Three Strikes and You’re Out: Why Marketing Automation Failed the First Time, and Why This Time Is Different

By Jon Miller
Vice President, Marketing

Matt Williams, a Golden-Glove winning second baseman, was a promising batter but couldn’t hit a curveball. He had potential but the wrong strategy. What did he do? He revamped his swing–and dramatically improved his batting average, not to mention his salary.

Chipper Jones was the star third baseman for the Atlanta Braves, but he knew the importance of versatility. So to expand what he could offer the team he switched to the outfield–and may have saved his job. He’s still playing for the Braves today, and he’s back at third base by the way.

What do these players have in common? They recognized the changing nature of their industry and did something significant to maintain their value, with significant success as result.

Just as baseball has evolved, requiring new strategies and techniques to stay competitive, marketing is also undergoing a dramatic upheaval, driven by the Internet and the rise of marketing accountability. In turn, this will lead to new players and strategies for success in marketing automation.
Marketing upheaval

The Internet has forever changed the way we interact with and market to customers. Web sites, email campaigns, Webinars and pay-per-click campaign management are just a few examples of this, not to mention blogs, podcasts, and user-generated content. You won’t find any of these tactics referenced in classic marketing textbooks from just a handful of years ago. But they’re all valuable channels for interacting with potential customers, and they can’t be ignored.

Another fundamental change to marketing departments is a growing call for accountability. Marketing is a significant expense for many companies (a good rule of thumb is between five and 10 percent of total sales), but unlike manufacturing, IT, etc., traditional marketing expenses are loosely structured and hard to tie to revenue–which is why many executives think of marketing as a cost center, not an investment. And that makes marketing budgets hard to justify.
Enter marketing automation

When any market experiences significant change, companies spring up to provide solutions. For that reason I expect we’ll see a rebirth of the marketing automation industry in the near future. This time around, however, things will be different, because it’s a whole new ball game out there.
As a category, marketing automation first emerged in the mid–‘90s in response to the explosion of data available about customers, the emergence of online channels, and the need to keep track of it all. Marketing automation was first thought of as an extension of database marketing, and it later fell under the CRM umbrella. These solutions promised to bring companies closer to their customers, automate and streamline the marketing department, and deliver the holy grail of complete marketing accountability.

Unfortunately, while that initial promise had promise, the majority of these solutions failed to deliver–and most of the early marketing automation vendors ended up being acquired or shut down. Why? What went wrong with marketing automation?

Strike one
In a stroke of irony, most first-generation marketing automation companies didn’t understand their own target audience. What do I mean by that? Early marketing automation companies didn’t understand that marketers aren’t techie people. The solutions these companies built were delivered using on-premise software and were extremely difficult to install and integrate. They also required ongoing IT support, which is rarely available to marketing departments.

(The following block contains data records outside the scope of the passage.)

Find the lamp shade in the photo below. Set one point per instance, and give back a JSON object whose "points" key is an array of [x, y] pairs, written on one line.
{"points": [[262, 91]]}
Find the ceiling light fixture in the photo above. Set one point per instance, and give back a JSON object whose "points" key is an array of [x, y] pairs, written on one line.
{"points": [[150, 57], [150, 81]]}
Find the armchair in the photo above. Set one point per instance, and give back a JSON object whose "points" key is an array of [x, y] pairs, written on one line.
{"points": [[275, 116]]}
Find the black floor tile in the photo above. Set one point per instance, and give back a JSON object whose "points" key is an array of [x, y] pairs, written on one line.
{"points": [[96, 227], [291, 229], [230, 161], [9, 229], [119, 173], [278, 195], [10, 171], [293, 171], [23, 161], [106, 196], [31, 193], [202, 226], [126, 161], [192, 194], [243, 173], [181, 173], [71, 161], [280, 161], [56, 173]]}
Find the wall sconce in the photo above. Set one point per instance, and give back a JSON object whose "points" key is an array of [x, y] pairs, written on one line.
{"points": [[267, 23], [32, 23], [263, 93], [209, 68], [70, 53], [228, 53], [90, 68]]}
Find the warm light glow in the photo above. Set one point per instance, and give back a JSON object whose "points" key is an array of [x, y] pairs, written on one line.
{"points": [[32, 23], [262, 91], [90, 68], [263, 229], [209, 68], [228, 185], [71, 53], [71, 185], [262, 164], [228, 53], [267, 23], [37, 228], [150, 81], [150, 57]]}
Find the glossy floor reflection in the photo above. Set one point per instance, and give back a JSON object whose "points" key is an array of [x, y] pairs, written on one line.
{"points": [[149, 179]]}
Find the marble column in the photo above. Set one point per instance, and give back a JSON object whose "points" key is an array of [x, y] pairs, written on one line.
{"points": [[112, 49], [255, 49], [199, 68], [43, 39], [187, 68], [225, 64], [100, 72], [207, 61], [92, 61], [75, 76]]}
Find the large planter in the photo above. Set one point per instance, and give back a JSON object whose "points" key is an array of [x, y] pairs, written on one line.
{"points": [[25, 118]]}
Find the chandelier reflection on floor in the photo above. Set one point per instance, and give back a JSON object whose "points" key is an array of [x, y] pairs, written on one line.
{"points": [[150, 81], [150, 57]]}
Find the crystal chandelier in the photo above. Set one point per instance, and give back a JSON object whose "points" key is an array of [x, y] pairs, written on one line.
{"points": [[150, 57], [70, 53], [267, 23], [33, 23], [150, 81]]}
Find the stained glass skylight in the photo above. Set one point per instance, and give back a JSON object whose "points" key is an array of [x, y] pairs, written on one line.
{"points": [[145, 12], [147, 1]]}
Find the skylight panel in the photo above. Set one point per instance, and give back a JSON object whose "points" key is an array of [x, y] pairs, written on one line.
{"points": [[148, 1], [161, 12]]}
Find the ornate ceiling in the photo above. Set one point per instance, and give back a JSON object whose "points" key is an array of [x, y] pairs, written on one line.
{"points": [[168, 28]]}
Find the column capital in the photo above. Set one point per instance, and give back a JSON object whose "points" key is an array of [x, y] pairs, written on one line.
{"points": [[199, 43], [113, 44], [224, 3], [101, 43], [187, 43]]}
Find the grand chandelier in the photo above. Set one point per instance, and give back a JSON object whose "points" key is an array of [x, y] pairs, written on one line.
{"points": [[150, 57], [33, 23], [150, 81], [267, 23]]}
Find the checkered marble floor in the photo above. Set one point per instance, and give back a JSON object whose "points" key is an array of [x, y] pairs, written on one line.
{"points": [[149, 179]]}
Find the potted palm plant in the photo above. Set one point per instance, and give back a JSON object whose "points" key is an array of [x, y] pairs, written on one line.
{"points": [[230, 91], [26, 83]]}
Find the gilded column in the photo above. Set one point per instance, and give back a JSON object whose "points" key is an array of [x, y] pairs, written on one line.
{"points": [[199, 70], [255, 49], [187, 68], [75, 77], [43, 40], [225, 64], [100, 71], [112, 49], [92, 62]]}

First-generation marketing automation solutions were also expensive and often required up-front capital investment. The same can be said even for most of today’s on-demand marketing automation vendors. Although marketing departments have large program budgets, they just don’t have the budgets to buy expensive technology or huge annual subscriptions. Justifying investments for marketing is nearly impossible, because the department is nearly always seen as a cost center and not a revenue-generating asset. So while marketers can spend $20,000 for a demand-generation program or $50,000 for a tradeshow, they can rarely get those costs approved for software, no matter how promising.

How’s that for misjudging your target customers?

Strike two
While certainly helpful for executing campaigns, first-generation marketing automation companies overlooked the emerging need for marketing accountability at the CMO level. These solutions were focused on DOING marketing and didn’t provide the tools marketing executives needed to demonstrate the bottom-line impact of their programs–in a way that mattered to the CEO and CFO. Measuring, forecasting, planning–these are all essential elements that were MIA in the first wave of marketing automation solutions. What’s needed is a balance between the doing and the measuring. If a solution goes too far in one direction or the other, it simply won’t work.
Three strikes and you’re out.

While the first wave of marketing automation solutions helped companies to target and communicate with potential customers, this raised its own set of problems with privacy and interruption. Customers now have options for avoiding unwanted “push marketing,” especially from companies with which they don’t have a relationship. Today’s buyers seek out their own solutions, with 93 percent of all B2B buying cycles beginning in a search engine.

When potential customers actively seek out information about a particular product or service, they are more likely to make a purchase than, say, someone who happens to notice an advertisement in a technology magazine. So common sense says it behooves you to make yourself easy to find online. This is where search engine marketing (SEM) comes in. Search must be part of a complete marketing automation solution, because if marketers don’t make themselves easy to find online, someone else will. And if that happens, well, game over.

Marketing automation is still a great idea, but the first wave of companies that attempted to do it simply went about it all wrong. The new contenders out there must learn from the mistakes of the past. To succeed they must provide a solution in a way that makes sense for the way marketers think and spend money.
Fundamentally, this means marketing automation needs to be less like enterprise software and more like consumer software. And that means much more than simply providing “software as a service” or having a cool AJAX UI. It means selling like a web company, providing support like a web company, and pricing like a web company. In other words, solutions for the marketing department must be easy (and free) to test drive and trial. They need to be easy to use. They need to be easy to buy from existing marketing budgets. And they need to work without any IT support.

Today’s marketing automation solutions also need to reflect the latest techniques and trends in marketing, which means including search engine marketing as part of the equation. Doing this right requires a complete SEM solution, from keyword selection to bid optimization to landing page management. And the solutions must provide the measurement, forecasting and planning tools that marketers need to provide accountability to C-level management.

Winning the new game of marketing automation won’t be easy, but no one said it would be. The key is to keep your eye on the ball and anticipate the needs of your target audience. Otherwise you just may find yourself on the bench.